As normas do processo são as mesmas referentes ao de cassação política do Prefeito, por força do § 1º, do artigo 7º, assim redigido: “O processo de cassação de mandato de vereador é, no que couber, o estabelecido no artigo 5º deste Decreto-lei.”
O primeiro problema exsurge logo no recebimento da denúncia. O inciso II do artigo 5º do Decreto-lei 201 prevê:
“II – de posse da denúncia, Presidente da Câmara, na primeira sessão, determinará sua leitura e consultará a Câmara sobre seu recebimento. Decidido o recebimento, pelo voto da maioria dos presentes, na mesma sessão será constituída a comissão processante, com três vereadores sorteados entre os desimpedidos, os quais elegerão, desde logo, o presidente e o relator;”
Vê-se aqui que se a denúncia for oferecida contra o próprio Presidente, pode ele recusar-se a efetuar a leitura em plenário, bem negar-se a consultar os pares sobre o recebimento. Assim, é óbvio e ululante que o afastamento da função de Presidente se torna imperativo inderrogável.
Em outro inciso do mesmo artigo temos:
“ III – recebendo o processo, o presidente da comissão iniciará os trabalhos, dentro de cinco dias, notificando o denunciado, com a remessa de cópia da denúncia e documentos que a instruírem, para que, no prazo de dez dias, apresente defesa prévia, por escrito, indique as provas que pretende produzir e arrole testemunhas, até o máximo de dez. Se estiver ausente do município, a notificação far-se-á por edital, publicado duas vezes, no órgão oficial, com intervalo de dez dias, pelo menos, contado o prazo da primeira publicação…”
A comissão referente é a processante formada por três vereadores. Se a indicação das provas envolver documentos existentes nos arquivos da Câmara surgirá novo imbróglio se a denúncia for contra o presidente. Para isto, comum que surja necessidade de exame de livros ou documentos estantes na secretaria da Casa Legislativa, uma vez que o processado é o gestor da instituição.
Tem o denunciado o direito de produzir os meios de prova que entender necessários à sua defesa. Provas estas se forem possíveis, evidentemente. Previdente, deve sempre se cercar de todo o cuidado para não incidir em ilícitos capazes de levá-lo ao vexame de ver-se processado. Uma boa assessoria contábil é necessária para todo gestor, seja na chefia da Prefeitura, seja na direção da Câmara.
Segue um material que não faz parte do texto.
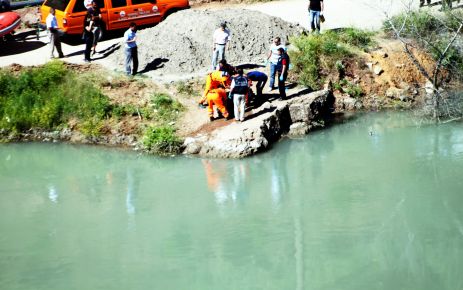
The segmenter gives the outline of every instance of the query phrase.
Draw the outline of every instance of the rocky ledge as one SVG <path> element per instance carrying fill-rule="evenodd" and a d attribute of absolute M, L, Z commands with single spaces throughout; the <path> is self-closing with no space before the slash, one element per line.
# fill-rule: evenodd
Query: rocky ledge
<path fill-rule="evenodd" d="M 305 135 L 322 127 L 334 107 L 330 90 L 299 91 L 288 100 L 267 102 L 252 110 L 245 122 L 234 122 L 207 134 L 185 139 L 184 154 L 212 158 L 243 158 L 265 151 L 284 136 Z"/>

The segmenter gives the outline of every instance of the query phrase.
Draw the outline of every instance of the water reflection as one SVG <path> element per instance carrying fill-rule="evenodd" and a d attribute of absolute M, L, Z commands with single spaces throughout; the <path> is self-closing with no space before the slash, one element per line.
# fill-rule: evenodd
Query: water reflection
<path fill-rule="evenodd" d="M 127 192 L 125 198 L 125 207 L 129 215 L 135 214 L 135 205 L 133 203 L 135 195 L 135 182 L 132 170 L 127 170 Z"/>
<path fill-rule="evenodd" d="M 218 205 L 244 201 L 248 196 L 249 167 L 244 161 L 202 160 L 207 186 Z"/>
<path fill-rule="evenodd" d="M 53 184 L 48 186 L 48 199 L 53 203 L 58 203 L 58 191 Z"/>

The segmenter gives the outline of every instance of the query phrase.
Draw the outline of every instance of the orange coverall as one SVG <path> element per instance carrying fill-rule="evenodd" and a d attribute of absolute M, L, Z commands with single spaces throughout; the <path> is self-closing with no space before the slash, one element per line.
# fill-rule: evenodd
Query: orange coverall
<path fill-rule="evenodd" d="M 207 104 L 209 117 L 214 116 L 214 105 L 219 109 L 222 115 L 227 118 L 228 111 L 224 103 L 227 99 L 226 87 L 230 86 L 230 76 L 222 71 L 214 71 L 207 75 L 206 88 L 204 94 L 199 100 L 200 104 Z M 223 87 L 223 88 L 221 88 Z"/>

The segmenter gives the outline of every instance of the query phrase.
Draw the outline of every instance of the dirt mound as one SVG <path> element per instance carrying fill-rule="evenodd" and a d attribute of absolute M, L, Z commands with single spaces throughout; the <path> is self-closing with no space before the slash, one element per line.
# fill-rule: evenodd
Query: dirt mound
<path fill-rule="evenodd" d="M 212 34 L 222 21 L 232 33 L 226 59 L 235 65 L 262 63 L 273 37 L 284 42 L 302 32 L 298 25 L 256 11 L 180 11 L 138 33 L 139 71 L 154 77 L 204 74 L 211 68 Z M 123 66 L 124 49 L 113 58 Z"/>

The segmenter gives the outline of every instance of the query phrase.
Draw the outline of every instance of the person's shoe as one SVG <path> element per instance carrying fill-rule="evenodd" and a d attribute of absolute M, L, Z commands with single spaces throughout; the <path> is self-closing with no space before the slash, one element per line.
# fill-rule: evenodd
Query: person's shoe
<path fill-rule="evenodd" d="M 273 91 L 273 88 L 268 88 L 267 93 L 271 93 Z"/>
<path fill-rule="evenodd" d="M 96 50 L 94 50 L 94 51 L 92 52 L 92 56 L 94 56 L 94 55 L 95 55 L 95 53 L 96 53 Z"/>
<path fill-rule="evenodd" d="M 58 58 L 63 58 L 63 57 L 64 57 L 64 54 L 60 54 L 60 55 L 58 56 Z"/>
<path fill-rule="evenodd" d="M 213 122 L 214 121 L 214 117 L 209 117 L 209 122 Z"/>
<path fill-rule="evenodd" d="M 90 61 L 91 61 L 90 59 L 84 59 L 84 62 L 86 63 L 90 63 Z"/>

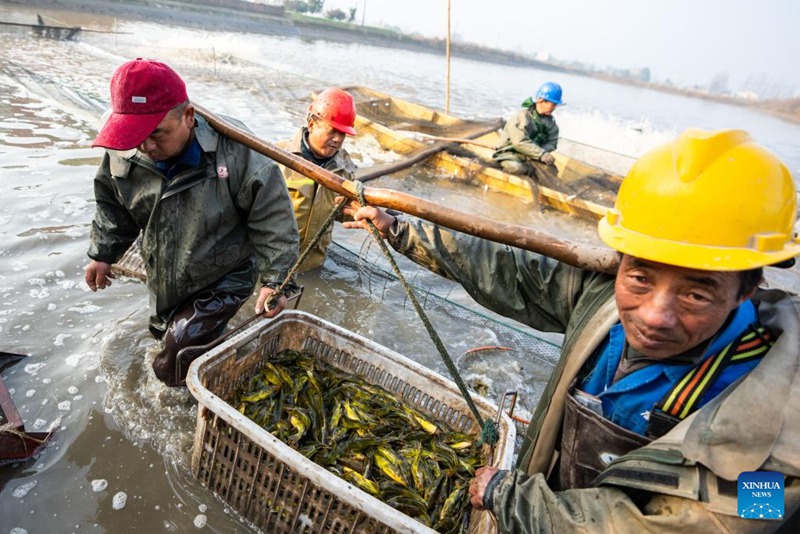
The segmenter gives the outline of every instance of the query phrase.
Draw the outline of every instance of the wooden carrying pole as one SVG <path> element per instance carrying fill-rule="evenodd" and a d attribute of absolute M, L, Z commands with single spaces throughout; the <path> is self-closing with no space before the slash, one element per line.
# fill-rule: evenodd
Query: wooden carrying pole
<path fill-rule="evenodd" d="M 194 104 L 194 107 L 221 134 L 311 178 L 340 195 L 356 198 L 355 182 L 345 180 L 328 170 L 309 163 L 300 156 L 263 141 L 252 133 L 222 120 L 203 106 Z M 364 198 L 373 206 L 395 209 L 451 230 L 544 254 L 581 269 L 611 273 L 616 272 L 619 262 L 617 253 L 608 248 L 575 243 L 533 228 L 463 213 L 400 191 L 364 187 Z"/>

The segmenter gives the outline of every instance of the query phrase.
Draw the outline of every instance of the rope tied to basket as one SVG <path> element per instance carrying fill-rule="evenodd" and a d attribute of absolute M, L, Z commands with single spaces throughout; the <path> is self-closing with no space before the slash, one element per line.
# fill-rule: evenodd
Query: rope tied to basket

Como conseguir documentos da Câmara se o denunciado for o próprio Presidente da Casa? Muitas vezes é necessária abertura de Comissão Parlamentar de Inquérito para apurar fatos trazidos por terceiros, ou pela imprensa, ao conhecimento dos vereadores e da sociedade, com notícias de que o Presidente da Câmara é um fraudador. Os documentos tornam-se inacessíveis pelo simples fato de ser o delatado o dirigente do Legislativo.
O inciso V do mesmo artigo 5º preceitua:
“concluída a instrução, será aberta vista do processo ao denunciado, para razões escritas, no prazo de cinco dias, e após, a comissão processante emitirá parecer final, pela procedência ou improcedência da acusação, e solicitará ao Presidente da Câmara a convocação de sessão para julgamento (…)”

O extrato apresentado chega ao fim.